На что Хаями ответил:
– Нет, замок – это мы.
Однако я не слышал этот процитированный в «Бюллетене № 2» ответ, да и услышав, не осознал бы тогда еще дальности его действия. Позднее Шпербер предложил свою трактовку этой фразы, хотя многие и сами поняли, что имел в виду Хаями. Проведя три месяца в остановленном часовом механизме Женевы, мы, вопреки всем признакам и доказательствам, по-прежнему абсолютно фанатично верили в существование изгороди из шиповника в том или ином виде, а значит, и в возможность побега из замка в открытый мир. В то же время на нас неожиданно обрушились горы философии, наша ежедневная напасть. Время не существовало независимо от нас, мы должны были носить его с собой, разминать внутри головы своими мыслями и чувствами, своими телами, и лишь в наших глазах поток вновь оживал, чернотой вырываясь из будущего, захлестывая берега настоящего, усеивая его обломками памяти и утекая в прошлое. Стало быть, дело в нас, если все кажется замершим, если все превратилось в молчаливый каменный рельеф полуденной Женевы, где мы неделями блуждаем по шахтам и переходам. Мы заблудились, мы создали замок там, где его не было, и все потому, что мы… что ДЕЛФИ…
Что-то не так с нами. Что-то не так с нашим окружением. Что-то не так с нами и с нашим окружением. Безмерность этого ЧЕГО-ТО удушающе наваливалась на нас, росла с каждым рассказом, крепла с каждой беспомощной теорией.
На мой рюкзак обратила внимание только Пэтти Доусон. Если бы не тоска по Карин, не боль и вина, которые привязывали меня к Анне, я мог бы представить себе с ней хронокриптические шуры-муры, утехи на скорую руку, которых больше не будет, когда опять что-то будет, ведь так очаровательно гармоничны были ее крепкая коренастая фигура и экспансивный ум, что казалось, будто ум из озорства стиснул тело и нет ничего интеллектуально взыскательнее, чем диспут с ее наверняка крупными, скептичными, светло-розовыми сосками. Пэтти быстро придумала наиболее удобный порядок проведения конференции, очень простое решение хроноакустической проблемы. На хорошо посещаемых – то есть таких, где присутствуют от сорока до шестидесяти человек, – собраниях под открытым небом мы с тех пор усаживались в форме плоского овала, который в случае особенно жарких споров легко преобразовать в «крендель», чтобы развести защитников тезиса и антитезиса в противоположные геометрические фокусы эллипса. Ни подушек, ни пледов, ни подстилок на первой островной конференции еще не было, поэтому даже Мендекеру и Тийе в их костюмах и трем или четырем дамам в летних платьях из самых дорогих женевских бутиков пришлось сидеть на голой земле или на газоне.

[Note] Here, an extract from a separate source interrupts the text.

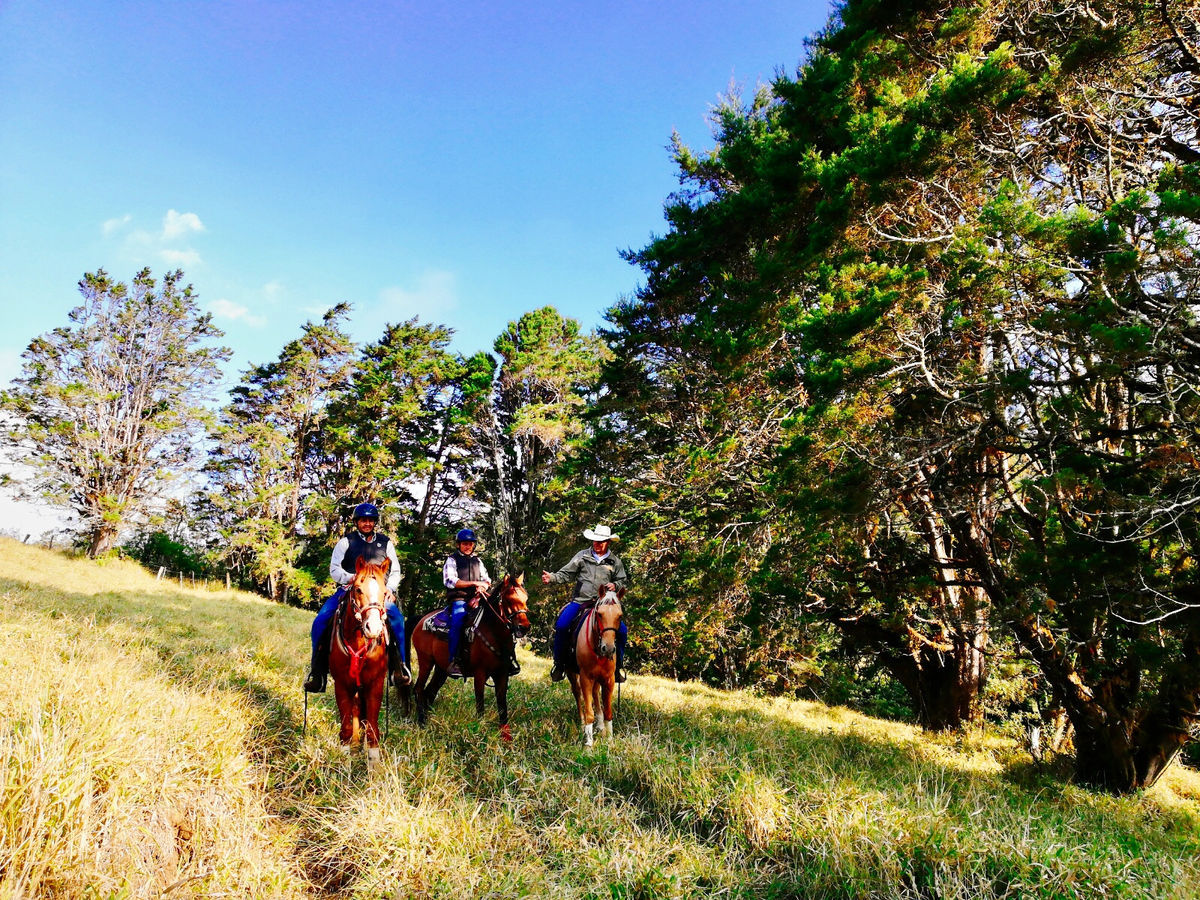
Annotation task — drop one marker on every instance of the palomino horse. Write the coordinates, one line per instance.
(358, 655)
(595, 655)
(505, 618)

Мы ничего не выяснили, мы ничего не знали. ЦЕРНисты, вразрез с их почином переделать виллу в парке Муанье[32]32
Гюстав Муанье (1826—1910) – юрист, один из создателей Международного комитета Красного Креста.
[Закрыть] в мозговой центр, не производили впечатление людей, способных к умственной деятельности. Отчужденность Хаями, хорошо заметная, по мнению Бориса, уже тогда, ускользнула от моего внимания, равно как и реплика про замок, которым мы сами являемся. Мы решили продолжать вести вечный календарь, как и прежде вычеркивая ложно-дни (или эльфо-дни) нулевого года в доступных повсюду календарях, а эльфо-годы – если потребуется – считая от ноля и выше. Еще раз кто-то напомнил о триангуляции времени при помощи трех механических часов, а Шпербер, чей «Бюллетень» был повсюду и во всех руках, попросил статей для своего детища, которые можно оставлять в любом из перечисленных в нулевом номере пунктах распространения, и особенно настаивал на вкладе ЦЕРНистского мозгового центра на тему кристально-твердого и бездыханного НАСТОЯЩЕГО, раскинувшегося повсюду, по ту сторону от нашего солнечного, очерченного высокими тополями острова зомби.